Certos objetos podem ser considerados completos em qualquer de várias etapas. Peles de animais, por exemplo, podem ser usadas em uma etapa como capas ou cobertores, ou podem ser posteriormente tratadas e refinadas e transformadas em roupas…. A Mishná[9] determina que o status da pele depende de seu dono. Se se espera que o proprietário se contente com a pele como uma capa, a pele está [completada]. No entanto, se o proprietário é um curtidor que normalmente consideraria que a pele está inacabada nesta fase e se esperaria que a refinasse posteriormente para fazer uma roupa, ela é [considerada inacabada].

Esta halachá (lei da Torá) nos dá uma concepção do status da Criação antes do advento da humanidade. O dia 25 de Elul e os dias seguintes da Criação revelaram impressionantes poderes divinos. Esses poderes foram, no entanto, totalmente eclipsados pela criação do ser humano, que revelou um propósito mais profundo da Criação e um aspecto mais elevado da Divindade, assim como a pele do animal pode ser transformada em uma roupa por um curtidor habilidoso.

A revelação ocasionada pela criação do ser humano fez com que a existência anterior do mundo fosse considerada inacabada. Por meio da criação da humanidade, D-us estabeleceu uma nova definição de existência e, de acordo com esta nova definição, o mundo não existia anteriormente. O aniversário da criação da humanidade pode, portanto, ser considerado o aniversário da Criação como um todo.

“Como as Águas Cobrem o Mar”

O estado final de unidade entre D-us e o mundo será expresso na Era da Redenção, quando “o mundo se encherá do conhecimento de D-us como as águas cobrem o mar.”[10]

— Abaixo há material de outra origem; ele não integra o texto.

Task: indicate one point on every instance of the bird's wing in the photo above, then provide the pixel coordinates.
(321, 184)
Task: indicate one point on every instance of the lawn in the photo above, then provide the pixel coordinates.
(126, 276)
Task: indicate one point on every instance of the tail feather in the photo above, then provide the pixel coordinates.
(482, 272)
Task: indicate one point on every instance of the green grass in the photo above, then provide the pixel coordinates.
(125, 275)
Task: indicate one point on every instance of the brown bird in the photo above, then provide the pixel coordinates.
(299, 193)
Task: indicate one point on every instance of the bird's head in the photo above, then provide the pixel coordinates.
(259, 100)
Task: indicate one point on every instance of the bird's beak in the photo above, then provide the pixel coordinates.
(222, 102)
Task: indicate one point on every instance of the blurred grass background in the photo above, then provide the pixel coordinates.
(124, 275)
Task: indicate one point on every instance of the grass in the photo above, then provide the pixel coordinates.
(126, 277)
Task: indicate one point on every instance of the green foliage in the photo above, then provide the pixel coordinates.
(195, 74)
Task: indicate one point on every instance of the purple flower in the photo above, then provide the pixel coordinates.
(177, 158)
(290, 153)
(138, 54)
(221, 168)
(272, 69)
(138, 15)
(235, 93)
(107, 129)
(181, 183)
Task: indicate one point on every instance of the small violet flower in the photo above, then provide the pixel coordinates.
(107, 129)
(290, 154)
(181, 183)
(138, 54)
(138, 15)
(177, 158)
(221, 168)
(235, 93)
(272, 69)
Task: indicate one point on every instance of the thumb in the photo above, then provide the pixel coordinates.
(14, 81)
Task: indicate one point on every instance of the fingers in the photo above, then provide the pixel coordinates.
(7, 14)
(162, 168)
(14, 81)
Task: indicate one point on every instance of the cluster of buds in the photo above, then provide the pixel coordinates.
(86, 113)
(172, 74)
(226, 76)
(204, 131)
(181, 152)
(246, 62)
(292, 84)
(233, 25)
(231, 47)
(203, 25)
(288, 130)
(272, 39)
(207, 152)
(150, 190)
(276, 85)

Isto será conseguido através dos esforços do ser humano. A revelação da Divindade na Era da Redenção depende de nossos esforços atuais para perceber e expressar a Divindade investida no mundo. Ao desenvolver um vínculo consciente com D-us e estender essa relação a cada elemento de nossa existência, aproximamos o tempo em que essa conexão florescerá e será plenamente realizada na Era da Redenção. Que isto se realize no futuro imediato.

Notas:

[1] A oração da liturgia judaica tradicional para Rosh Hashaná diz, em tradução: “Hoje o mundo nasceu; hoje ELE chama todos os seres criados dos mundos para que se postem em julgamento. [Somos considerados] como filhos ou como servos? Se somos como filhos, tem piedade de nós como um pai tem piedade de seus filhos; se como servos, nossos olhos estão postos em TI até que TU mostres TUA graça a nós e emitas nossa sentença como a luz, ó TEMIDO e SANTO.”

[2] Explicação de Rambán (Nachmânides) sobre Gênesis 1:1. Como Ráshi (em Gênesis 1:14) explica, no primeiro dia de existência, D-us criou o universo inteiro do nada (“ex nihílo”), trazendo à existência todos os componentes do céu e da Terra a partir do nada absoluto. Nos dias seguintes, os dias em que a Torá descreve várias entidades como que surgindo, D-us simplesmente “as formou”, fazendo novas entidades a partir da substância “existente”, dando-lhes características e localizações distintas.

[3] Gênesis 1:5.

[4] Explicação de Rashi em Gênesis 1:5.

[5] Veja Rambám (Maimônides), Mishnê Torá, Leis do Arrependimento, cap. 5, que é relevante para judeus, noaítas (Bnei Noach), e todos os seres humanos.

[6] Do Zôhar.

[7] Salmos 95:6.

[8] Veja Rambam, Mishnê Torá, Leis dos Utensílios 5:1.

[9] Do Tratado Kelim.

[10] Isaías 11:9, citado por Rambam na conclusão da Mishnê Torá [As Leis dos Reis, cap. 12].